Юстина почувствовала, что к ее руке, опирающейся на плетень, прикоснулась горячая рука Яна, жесткая и вместе с тем удивительно нежная, трепещущая… Гумно, амбар, хата с освещенными окнами — все закружилось перед ее глазами; сразу она увидела все звезды, усыпавшие высокое небо, и почувствовала, как вся кровь хлынула к ее сердцу.

— Верю! — тихо сказала она и вдруг в испуге поднялась на ноги.

Между их головами пролетел большой камень, брошенный, очевидно, сильной и ловкой рукой; он слегка задел шею Яна и упал на свекольную гряду в нескольких шагах позади.

— Что это? Кто? В кого? — с разных сторон посыпались вопросы.

Многие видели, как Ядвига наклонилась, подняла камень и замахнулась в сидящую вдалеке пару. Она тряслась как в лихорадке. Кого хотела она ударить камнем — Яна или его собеседницу, — неизвестно, но в одно мгновение о ее поступке узнали все, и на зеленой улочке между садом и рощей поднялась суматоха.

Тем временем вернулись и те, что уходили покурить в поле, и мнения о происшедшем событии разделились. Однако почти все сурово осуждали Ядвигу и, не стесняясь, выражали вслух свое негодование. Уже и раньше ее чересчур богатый наряд и надутый, угрюмый вид оттолкнули от нее многих; нашлись, разумеется, и такие, что по природе своей склонны были к злобным шуткам и колкостям. Как бы то ни было, но со всех сторон раздавались возмущенные или насмешливые голоса:

— Сама себя таким поступком осрамила!

— Хороша! Где ж это видано, чтобы панна со своей любовью, будто нищий с сумой, нарочно на глаза лезла!

— Зарядилась, как пушка, и стреляет камнями!

— Ну и ангелочек! Теперь разве только олух какой ее к венцу поведет!

— Спасибо и за наследство, если от собственной жены не своей смертью придется помирать!

— Нацепила на себя бляхи, как цыганская лошадь, и думает, что ей уж можно и людей убивать!

Нашлись, однако, и такие, что вступились за Ядвигу. Прежде всего — Казимир Ясмонт, который сначала было остолбенел от изумления, но скоро пришел в себя и, щелкнув пальцами, крикнул:

— Шикарная панна! Эта без ружья и без злого пса убережется от воров!

Так уж, видно, ему хотелось все толковать на хороший лад.

А Домунты, имевшие на своей стороне двоих Семашко, громко и грозно крикнули:

— Кто о нашей сестре еще хоть одно худое слово скажет, мигом узнает, как у нас дерут за вихры!
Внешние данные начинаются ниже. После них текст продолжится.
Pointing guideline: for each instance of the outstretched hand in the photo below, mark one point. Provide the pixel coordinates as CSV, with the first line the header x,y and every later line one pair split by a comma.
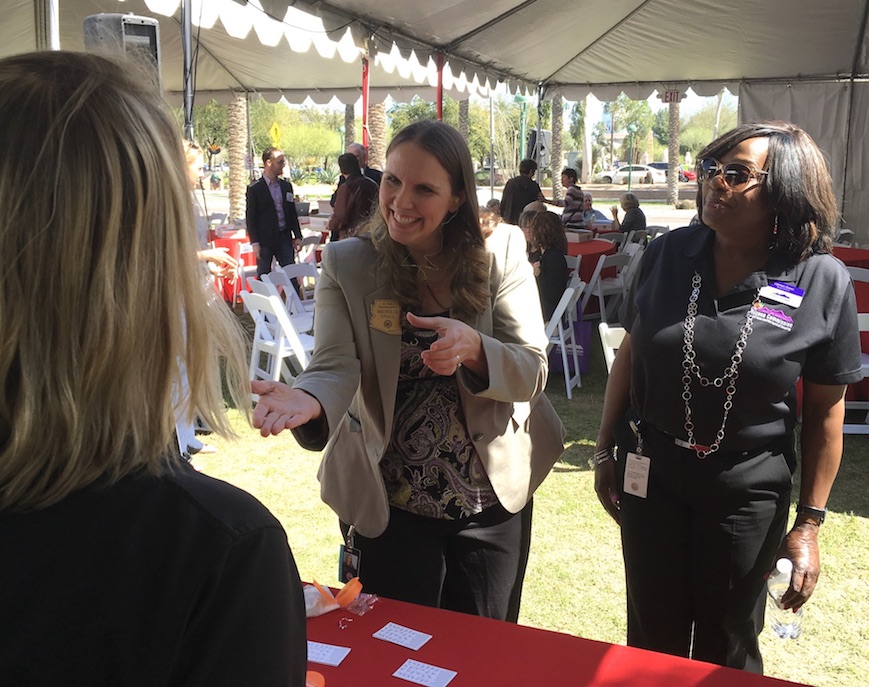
x,y
281,407
458,344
Воинственным Обуховичам только того и надо было! Хотя за минуту до того они сами насмехались над Ядвигой, но теперь так и насторожились, выжидая, к кому бы первому придраться. А несколько Богатыровичей и Ясмонтов в компании с Заневскими и Стажинскими уперлись, как бараны, на своем и продолжали насмехаться над Ядвигой, громко заявляя, что ничьих угроз они не боятся и не нуждаются ни в каких увещеваниях.

Жестокое побоище готово было разразиться. Обуховичи уже похаживали возле плетней, высматривая в сумраке, где бы вырвать кол покрепче. В противоположном лагере все громче поговаривали о переломанных костях и расквашенных физиономиях, как вдруг раздался чей-то громкий звучный голос:

— Позвольте и мне сказать слово, потому что все дело вышло из-за меня. Я не знаю, кто выдумал, что панна Домунтувна со злобы кинула в меня камнем, — это неправда. Что это она бросила, — об этом и речи нет, но бросила только ради шутки, чтобы испугать меня, а потом посмеяться над моим испугом. Мне кажется, такую шутку, хотя и грубую, считать за большой грех нельзя. А так как я на панну Домунтувну нисколько не обижаюсь, то и никто обижаться на нее не может, а тем более смеяться над ней.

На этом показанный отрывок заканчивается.